Posters | 2020 | Thermo Fisher Scientific | ASMSInstrumentation
LC/HRMS, LC/MS, LC/MS/MS, LC/Orbitrap
Industries
Proteomics
Manufacturer
Thermo Fisher Scientific

Summary

Significance of the Topic


Plasma proteomics is essential for discovering biomarkers in translational and clinical research, yet it faces challenges such as the high dynamic range of plasma proteins and the need to analyze large cohorts with statistical rigor.

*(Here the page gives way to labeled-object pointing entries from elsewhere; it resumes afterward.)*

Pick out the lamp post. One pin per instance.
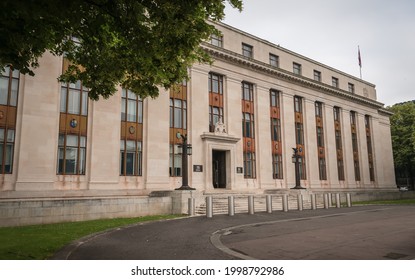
(186, 150)
(296, 161)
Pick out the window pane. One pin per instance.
(8, 158)
(177, 118)
(10, 135)
(131, 111)
(13, 92)
(4, 86)
(131, 95)
(121, 162)
(63, 100)
(123, 113)
(71, 141)
(131, 146)
(140, 112)
(84, 103)
(82, 161)
(73, 102)
(61, 139)
(60, 161)
(71, 159)
(6, 71)
(82, 141)
(15, 74)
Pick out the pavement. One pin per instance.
(356, 233)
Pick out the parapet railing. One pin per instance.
(327, 203)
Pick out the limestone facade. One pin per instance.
(227, 157)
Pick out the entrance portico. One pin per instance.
(220, 160)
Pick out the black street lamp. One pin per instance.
(186, 150)
(296, 160)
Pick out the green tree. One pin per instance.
(403, 139)
(140, 44)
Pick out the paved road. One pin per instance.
(364, 232)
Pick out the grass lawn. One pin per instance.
(39, 242)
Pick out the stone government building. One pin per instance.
(64, 157)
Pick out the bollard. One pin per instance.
(313, 202)
(269, 203)
(191, 206)
(231, 205)
(251, 208)
(326, 200)
(349, 200)
(209, 207)
(285, 203)
(300, 202)
(337, 200)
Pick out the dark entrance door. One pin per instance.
(219, 169)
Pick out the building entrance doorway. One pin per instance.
(219, 169)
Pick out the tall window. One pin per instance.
(277, 170)
(355, 146)
(9, 89)
(178, 123)
(351, 88)
(72, 129)
(335, 82)
(247, 50)
(317, 76)
(273, 60)
(215, 100)
(248, 130)
(339, 146)
(299, 135)
(131, 134)
(297, 68)
(369, 148)
(216, 40)
(320, 141)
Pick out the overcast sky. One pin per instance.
(329, 31)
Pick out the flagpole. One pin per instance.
(360, 61)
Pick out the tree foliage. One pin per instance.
(403, 136)
(140, 44)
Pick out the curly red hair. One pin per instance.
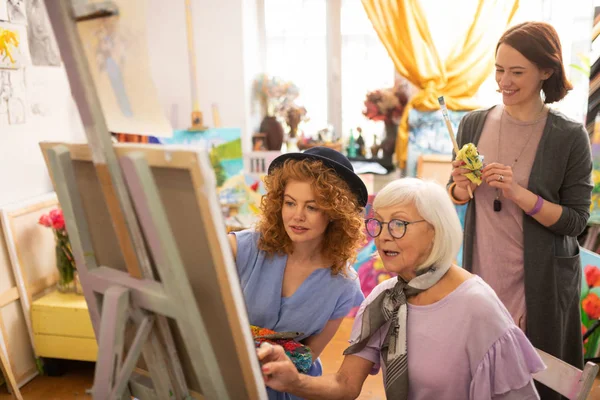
(343, 236)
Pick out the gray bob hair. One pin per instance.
(434, 205)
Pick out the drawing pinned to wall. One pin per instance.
(16, 11)
(12, 97)
(12, 90)
(42, 43)
(4, 95)
(14, 50)
(118, 60)
(3, 10)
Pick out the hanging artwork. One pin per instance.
(118, 60)
(42, 44)
(3, 10)
(14, 50)
(16, 11)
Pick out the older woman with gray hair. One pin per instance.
(463, 343)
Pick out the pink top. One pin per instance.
(463, 347)
(498, 245)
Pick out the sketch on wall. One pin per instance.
(16, 11)
(118, 60)
(42, 43)
(12, 97)
(3, 10)
(14, 50)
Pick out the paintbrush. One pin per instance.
(451, 132)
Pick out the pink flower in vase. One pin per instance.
(58, 220)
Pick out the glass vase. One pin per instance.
(66, 282)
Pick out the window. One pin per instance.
(333, 81)
(365, 66)
(296, 51)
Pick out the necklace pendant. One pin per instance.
(497, 205)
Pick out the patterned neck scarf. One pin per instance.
(391, 304)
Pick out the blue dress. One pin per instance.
(320, 298)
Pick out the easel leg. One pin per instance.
(592, 235)
(145, 323)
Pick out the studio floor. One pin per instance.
(80, 375)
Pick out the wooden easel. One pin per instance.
(150, 290)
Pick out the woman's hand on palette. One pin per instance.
(279, 372)
(500, 176)
(458, 176)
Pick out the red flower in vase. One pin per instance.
(58, 220)
(46, 221)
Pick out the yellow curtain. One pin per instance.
(403, 29)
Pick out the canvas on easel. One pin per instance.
(17, 358)
(186, 188)
(31, 249)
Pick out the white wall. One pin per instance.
(226, 44)
(228, 59)
(23, 172)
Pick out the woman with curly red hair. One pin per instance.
(295, 266)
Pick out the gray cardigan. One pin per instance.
(561, 174)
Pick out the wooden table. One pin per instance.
(62, 327)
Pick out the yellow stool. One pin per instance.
(62, 327)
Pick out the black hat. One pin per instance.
(332, 159)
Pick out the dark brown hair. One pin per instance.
(539, 43)
(344, 235)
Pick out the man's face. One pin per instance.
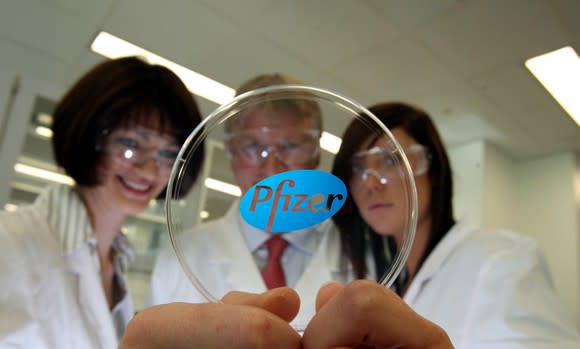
(268, 142)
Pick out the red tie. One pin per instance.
(273, 273)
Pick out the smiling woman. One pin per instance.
(116, 132)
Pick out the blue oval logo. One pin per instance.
(293, 200)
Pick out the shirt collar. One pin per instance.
(306, 240)
(69, 221)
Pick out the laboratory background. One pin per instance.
(515, 150)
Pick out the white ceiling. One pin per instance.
(461, 60)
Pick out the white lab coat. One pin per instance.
(222, 261)
(486, 289)
(491, 290)
(49, 299)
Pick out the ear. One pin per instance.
(316, 160)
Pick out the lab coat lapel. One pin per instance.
(322, 268)
(90, 296)
(236, 262)
(435, 260)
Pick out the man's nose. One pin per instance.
(147, 167)
(374, 180)
(272, 164)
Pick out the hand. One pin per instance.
(365, 314)
(241, 321)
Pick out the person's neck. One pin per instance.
(422, 237)
(106, 220)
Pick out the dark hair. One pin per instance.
(353, 229)
(120, 93)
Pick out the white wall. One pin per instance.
(539, 197)
(467, 165)
(548, 211)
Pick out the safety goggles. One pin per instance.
(288, 145)
(386, 165)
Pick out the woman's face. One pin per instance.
(376, 186)
(136, 167)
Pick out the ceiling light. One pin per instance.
(330, 142)
(559, 72)
(113, 47)
(10, 207)
(223, 187)
(43, 174)
(44, 119)
(43, 131)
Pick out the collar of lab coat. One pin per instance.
(69, 222)
(303, 239)
(234, 258)
(455, 236)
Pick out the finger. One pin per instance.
(365, 312)
(283, 302)
(208, 326)
(326, 292)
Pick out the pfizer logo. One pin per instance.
(293, 200)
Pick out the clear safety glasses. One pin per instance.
(289, 146)
(385, 164)
(130, 150)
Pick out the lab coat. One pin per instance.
(219, 257)
(491, 290)
(51, 299)
(486, 289)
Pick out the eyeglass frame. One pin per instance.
(409, 151)
(140, 156)
(262, 154)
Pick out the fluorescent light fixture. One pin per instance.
(113, 47)
(10, 207)
(43, 131)
(330, 142)
(44, 118)
(43, 174)
(223, 187)
(559, 72)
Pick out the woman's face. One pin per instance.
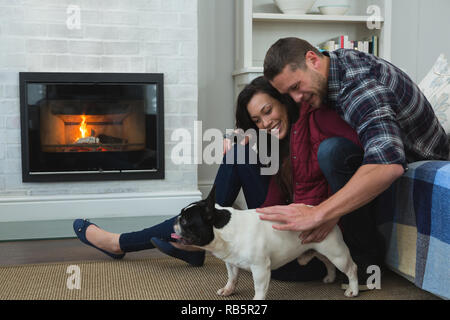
(268, 113)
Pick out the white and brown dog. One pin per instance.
(242, 240)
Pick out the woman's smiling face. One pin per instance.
(268, 113)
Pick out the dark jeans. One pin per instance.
(339, 159)
(231, 177)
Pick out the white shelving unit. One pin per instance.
(259, 24)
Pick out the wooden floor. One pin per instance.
(61, 250)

A robust, high-throughput workflow is critical to achieve consistent sensitivity, reproducibility, and scalability required for biomarker discovery and therapeutic monitoring in diverse patient populations.

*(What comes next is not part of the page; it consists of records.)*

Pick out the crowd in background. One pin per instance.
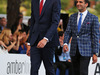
(14, 39)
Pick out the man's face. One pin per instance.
(81, 5)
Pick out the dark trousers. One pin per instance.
(45, 55)
(63, 66)
(80, 64)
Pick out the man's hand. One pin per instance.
(65, 48)
(42, 43)
(94, 59)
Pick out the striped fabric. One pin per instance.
(88, 37)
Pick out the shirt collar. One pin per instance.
(83, 13)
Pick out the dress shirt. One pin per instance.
(83, 16)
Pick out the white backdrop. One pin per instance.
(16, 64)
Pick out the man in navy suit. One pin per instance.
(83, 27)
(43, 36)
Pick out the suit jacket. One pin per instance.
(45, 25)
(88, 37)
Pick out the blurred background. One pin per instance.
(11, 7)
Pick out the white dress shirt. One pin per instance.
(83, 16)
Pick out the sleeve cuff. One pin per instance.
(28, 43)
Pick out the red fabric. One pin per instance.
(41, 6)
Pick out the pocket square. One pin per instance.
(88, 22)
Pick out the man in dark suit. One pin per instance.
(83, 27)
(43, 36)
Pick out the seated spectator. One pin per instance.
(23, 45)
(60, 26)
(8, 41)
(3, 23)
(63, 60)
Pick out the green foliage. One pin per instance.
(98, 8)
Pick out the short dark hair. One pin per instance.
(60, 33)
(86, 1)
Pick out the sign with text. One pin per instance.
(16, 64)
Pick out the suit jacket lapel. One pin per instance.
(84, 22)
(44, 7)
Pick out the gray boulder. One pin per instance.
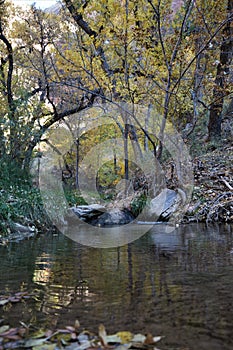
(114, 217)
(164, 205)
(86, 212)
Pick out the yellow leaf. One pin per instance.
(126, 337)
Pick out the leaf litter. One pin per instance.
(73, 338)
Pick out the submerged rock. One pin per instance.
(114, 217)
(86, 212)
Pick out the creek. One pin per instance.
(178, 285)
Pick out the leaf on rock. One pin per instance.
(30, 343)
(125, 337)
(150, 340)
(138, 338)
(4, 302)
(45, 347)
(113, 339)
(3, 329)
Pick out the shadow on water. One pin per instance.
(177, 284)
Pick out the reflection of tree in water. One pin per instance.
(141, 287)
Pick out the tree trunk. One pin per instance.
(226, 49)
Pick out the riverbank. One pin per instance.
(212, 199)
(22, 214)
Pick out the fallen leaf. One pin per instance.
(70, 329)
(138, 338)
(3, 329)
(45, 347)
(126, 337)
(103, 335)
(30, 343)
(113, 339)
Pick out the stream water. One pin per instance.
(179, 285)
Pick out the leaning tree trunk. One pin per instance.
(226, 50)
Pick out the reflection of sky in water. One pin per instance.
(56, 295)
(42, 270)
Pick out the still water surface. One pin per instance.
(179, 285)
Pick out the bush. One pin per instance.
(19, 200)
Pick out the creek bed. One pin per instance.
(178, 285)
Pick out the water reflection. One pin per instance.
(175, 284)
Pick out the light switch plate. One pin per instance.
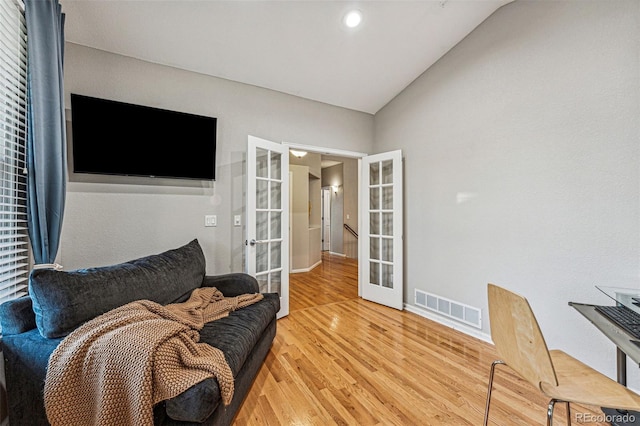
(210, 220)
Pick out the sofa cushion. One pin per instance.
(236, 336)
(64, 300)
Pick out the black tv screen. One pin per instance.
(117, 138)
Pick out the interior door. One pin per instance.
(326, 219)
(381, 264)
(267, 245)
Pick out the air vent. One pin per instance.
(449, 308)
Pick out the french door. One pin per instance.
(267, 245)
(381, 256)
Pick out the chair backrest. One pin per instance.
(517, 336)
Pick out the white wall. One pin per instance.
(105, 223)
(522, 158)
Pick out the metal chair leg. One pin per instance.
(486, 408)
(552, 404)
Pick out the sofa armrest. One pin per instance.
(232, 285)
(16, 316)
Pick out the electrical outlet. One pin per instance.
(210, 220)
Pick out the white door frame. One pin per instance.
(326, 218)
(268, 273)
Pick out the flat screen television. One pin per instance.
(117, 138)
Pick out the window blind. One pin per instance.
(14, 242)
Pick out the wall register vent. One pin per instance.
(449, 308)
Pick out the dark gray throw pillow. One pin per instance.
(64, 300)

Objectives and Study Overview


This study introduces an Ultra High-throughput Plasma Protein Profiling (uHTPPP) workflow that integrates automated sample preparation, high-throughput liquid chromatography, and a modified Quadrupole-Orbitrap mass spectrometer (Orbitrap Exploris 240). The goal was to evaluate the performance, reproducibility, and sensitivity of the uHTPPP workflow for large-scale plasma and serum proteomic analysis, supporting translational research and biomarker discovery.

Methodology


The uHTPPP workflow consists of:
  • Automated depletion of abundant proteins (Top14) from human plasma or serum using High Select Midi columns.
  • Sample digestion and clean-up with the EasyPep 96-well MS Sample Prep Kit on a Hamilton STARLet liquid handling system, reducing per-sample processing time from 20 minutes (manual) to 2.5 minutes (automated).
  • Peptide separation on the EvoSep One LC system employing short gradients (21 or 44 minutes) and EvoTips for high throughput.
  • Mass spectrometric analysis on the Orbitrap Exploris 240 using data-dependent acquisition, with consistent mass accuracy and retention time stability over multiple days.
  • Data processing and feature mapping with Thermo Scientific Proteome Discoverer 2.5 for library search, retention time alignment, and quantitative analysis.

Used Instrumentation


  • Thermo Scientific Orbitrap Exploris 240 mass spectrometer.
  • EvoSep One high-throughput liquid chromatography system.
  • EASY-Spray ES806A column with integrated emitter and heater.
  • Hamilton STARLet robotic liquid handling workstation.
  • Thermo Scientific Proteome Discoverer 2.5 software.

Main Results and Discussion


The uHTPPP workflow demonstrated:
  • High peptide recovery (>80%) from automated preparation with <10% CV plate-to-plate variability.
  • Excellent retention time consistency (<6% CV) and stable mass accuracy (<5 ppm drift) over five days.
  • Reproducible identification of over 5,000 protein groups and 49,000 peptides from Top14-depleted serum, with >60% of 500 quantified plasma proteins showing <20% CV.
  • Robust performance across hundreds of sequential injections, supporting up to 60 samples per day with minimal instrument downtime.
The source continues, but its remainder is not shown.